Gabriel Cuellar-Partida, QIMR Berghofer Medical Research Institute
Yi Lu, QIMR Berghofer Medical Research Institute
Suzanne C. Dixon, QIMR Berghofer Medical Research Institute
Australian Ovarian Cancer Study, QIMR Berghofer Medical Research Institute
Peter A. Fasching, David Geffen School of Medicine at UCLA
Alexander Hein, Universitätsklinikum Erlangen
Stefanie Burghaus, Universitätsklinikum Erlangen
Matthias W. Beckmann, Universitätsklinikum Erlangen
Diether Lambrechts, Departement Menselijke Erfelijkheid
Els Van Nieuwenhuysen, KU Leuven– University Hospital Leuven
Ignace Vergote, KU Leuven– University Hospital Leuven
Adriaan Vanderstichele, KU Leuven– University Hospital Leuven
Jennifer Anne Doherty, Geisel School of Medicine at Dartmouth
Mary Anne Rossing, University of Washington
Jenny Chang-Claude, German Cancer Research Center
Anja Rudolph, German Cancer Research Center
Shan Wang-Gohrke, Universität Ulm
Marc T. Goodman, Cedars-Sinai Medical Center
Natalia Bogdanova, Medizinische Hochschule Hannover (MHH)
Thilo Dörk, Medizinische Hochschule Hannover (MHH)

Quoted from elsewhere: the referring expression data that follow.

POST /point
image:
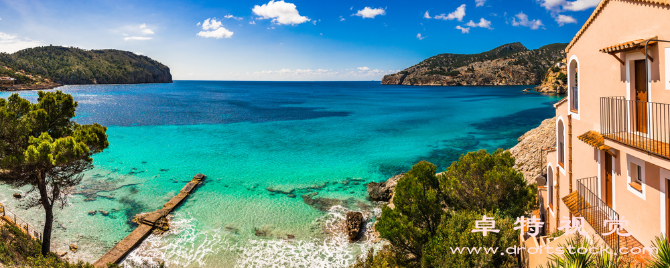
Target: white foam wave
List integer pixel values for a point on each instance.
(183, 245)
(186, 246)
(334, 251)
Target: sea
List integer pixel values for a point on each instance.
(284, 163)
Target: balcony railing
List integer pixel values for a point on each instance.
(574, 99)
(642, 125)
(596, 211)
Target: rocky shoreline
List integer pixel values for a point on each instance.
(21, 87)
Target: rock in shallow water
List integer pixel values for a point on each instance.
(354, 225)
(383, 191)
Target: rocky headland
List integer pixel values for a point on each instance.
(555, 80)
(52, 66)
(510, 64)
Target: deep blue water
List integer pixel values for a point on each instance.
(326, 139)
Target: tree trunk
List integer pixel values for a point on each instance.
(48, 209)
(46, 236)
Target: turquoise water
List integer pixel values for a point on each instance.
(277, 155)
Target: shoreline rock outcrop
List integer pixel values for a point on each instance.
(383, 191)
(510, 64)
(527, 151)
(555, 80)
(354, 225)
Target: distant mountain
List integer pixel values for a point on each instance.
(510, 64)
(69, 66)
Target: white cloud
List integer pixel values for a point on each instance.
(280, 12)
(463, 29)
(563, 5)
(552, 4)
(229, 16)
(137, 38)
(563, 19)
(11, 43)
(211, 24)
(145, 30)
(370, 13)
(458, 14)
(218, 33)
(212, 28)
(483, 23)
(580, 5)
(524, 21)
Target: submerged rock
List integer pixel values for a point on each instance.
(354, 225)
(262, 232)
(383, 191)
(325, 204)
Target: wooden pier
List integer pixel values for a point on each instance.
(146, 225)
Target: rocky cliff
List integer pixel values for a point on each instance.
(555, 80)
(527, 151)
(69, 65)
(511, 64)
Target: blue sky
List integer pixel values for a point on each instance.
(290, 39)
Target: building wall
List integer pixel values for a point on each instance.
(601, 75)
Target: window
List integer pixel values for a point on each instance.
(560, 147)
(636, 176)
(573, 83)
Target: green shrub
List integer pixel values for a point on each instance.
(455, 232)
(481, 181)
(417, 213)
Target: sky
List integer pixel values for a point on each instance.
(304, 40)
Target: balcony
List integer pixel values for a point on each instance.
(639, 124)
(585, 203)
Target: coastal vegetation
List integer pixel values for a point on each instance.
(42, 147)
(434, 212)
(18, 249)
(510, 64)
(70, 65)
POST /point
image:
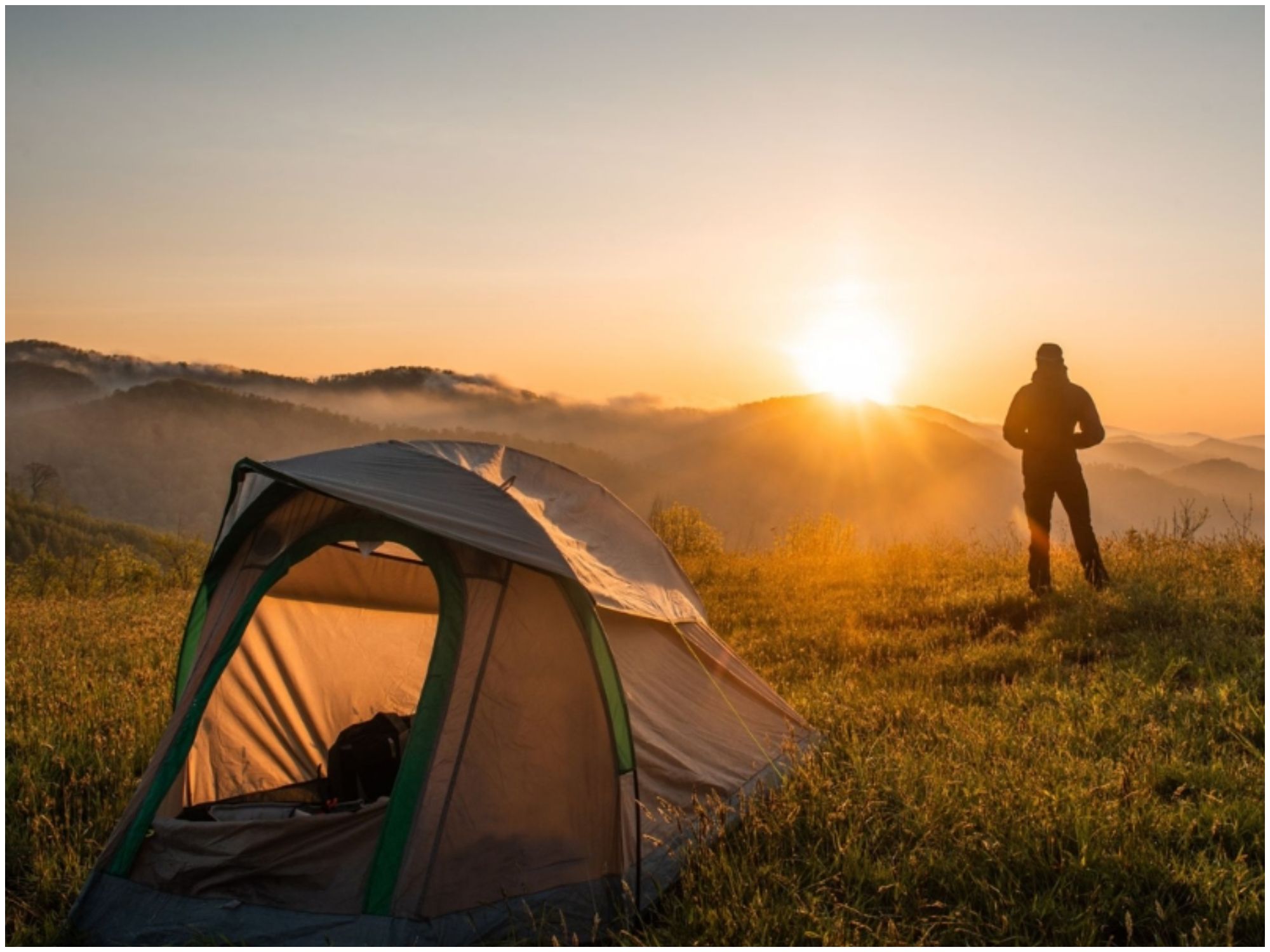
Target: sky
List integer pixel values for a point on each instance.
(672, 202)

Matthias Dürst, Friedrich-Schiller-Universität Jena

Abstract

Epithelial ovarian cancer (EOC) is one of the deadliest common cancers. The five most common types of disease are high-grade and low-grade serous, endometrioid, mucinous and clear cell carcinoma. Each of these subtypes present distinct molecular pathogeneses and sensitivities to treatments. Recent studies show that certain genetic variants confer susceptibility to all subtypes while other variants are subtype-specific. Here, we perform an extensive analysis of the genetic architecture of EOC subtypes. To this end, we used data of 10,014 invasive EOC patients and 21,233 controls from the Ovarian Cancer Association Consortium genotyped in the iCOGS array (211,155 SNPs). We estimate the array heritability (attributable to variants tagged on arrays) of each subtype and their genetic correlations. We also look for genetic overlaps with factors such as obesity, smoking behaviors, diabetes, age at menarche and height. We estimated the array heritabilities of high-grade serous disease (hg2 = 8.8 ± 1.1 %), endometrioid (hg2 = 3.2 ± 1.6 %), clear cell (hg2 = 6.7 ± 3.3 %) and all EOC (hg2 = 5.6 ± 0.6 %). Known associated loci contributed approximately 40 % of the total array heritability for each subtype. The contribution of each chromosome to the total heritability was not proportional to chromosome size. Through bivariate and cross-trait LD score regression, we found evidence of shared genetic backgrounds between the three high-grade subtypes: serous, endometrioid and undifferentiated. Finally, we found significant genetic correlations of all EOC with diabetes and obesity using a polygenic prediction approach.